Maine Med Docs Study Naked Female Anatomy


I hold the medical profession in the highest esteem, by which I mean I avoid it at all costs, lest I be subjected to an involuntary colonoscopy. I have long believed that the only proper bodily portal for incoming objects is the aptly named pie hole, and the objects in question should be of an edible nature, preferably composed of sugar and/or fat.

This is not to say I don’t have the utmost respect for doctors, who can only achieve the level of knowledge and experience needed to handle my infrequent requests for assistance (“I don’t want it cut off!

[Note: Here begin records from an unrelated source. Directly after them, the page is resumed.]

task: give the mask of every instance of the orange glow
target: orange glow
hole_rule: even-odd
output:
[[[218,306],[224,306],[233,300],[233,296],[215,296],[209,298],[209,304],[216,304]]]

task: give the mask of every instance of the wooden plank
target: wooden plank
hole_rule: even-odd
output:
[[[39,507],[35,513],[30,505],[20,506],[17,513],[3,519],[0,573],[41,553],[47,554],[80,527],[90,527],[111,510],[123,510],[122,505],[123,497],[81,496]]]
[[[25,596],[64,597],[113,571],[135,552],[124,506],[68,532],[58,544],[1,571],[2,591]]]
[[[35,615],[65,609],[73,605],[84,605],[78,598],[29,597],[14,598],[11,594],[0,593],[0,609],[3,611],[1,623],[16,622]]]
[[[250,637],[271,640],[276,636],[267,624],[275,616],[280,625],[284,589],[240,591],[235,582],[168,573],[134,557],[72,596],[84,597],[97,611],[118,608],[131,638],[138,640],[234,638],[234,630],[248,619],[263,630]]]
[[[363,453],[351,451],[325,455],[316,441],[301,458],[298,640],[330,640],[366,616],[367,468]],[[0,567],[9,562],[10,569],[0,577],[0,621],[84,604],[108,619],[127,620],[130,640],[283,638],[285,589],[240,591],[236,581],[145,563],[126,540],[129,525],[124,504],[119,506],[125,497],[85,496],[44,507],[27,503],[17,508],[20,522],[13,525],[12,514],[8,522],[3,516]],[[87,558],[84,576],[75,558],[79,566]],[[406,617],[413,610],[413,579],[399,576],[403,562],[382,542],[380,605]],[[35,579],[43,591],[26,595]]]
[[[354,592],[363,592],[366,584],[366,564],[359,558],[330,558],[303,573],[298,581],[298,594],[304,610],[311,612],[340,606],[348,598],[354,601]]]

I want a pill to make it all better!”) through years of study and practice. For that reason, I’m convinced there’s more than meets the eye to recent news reports that resident physicians at Maine Medical Center in Portland have engaged in a “tradition” during trips to an annual conference of visiting a strip club and taking part in lap dances. 

Receiving them, I mean, not giving them.

If this were a bunch of lawyers or insurance brokers or even journalists, I’d have an entirely different opinion about their motives for watching women pole dance and then squirm around on their crotches. Since such activities could have no relation to their occupations (unless the journalists were working undercover on a Sunday feature story about what it’s like to be the passive recipient of a lap dance), I would be forced to conclude that such behavior is unworthy of their professions and ineligible for a deduction on their income taxes.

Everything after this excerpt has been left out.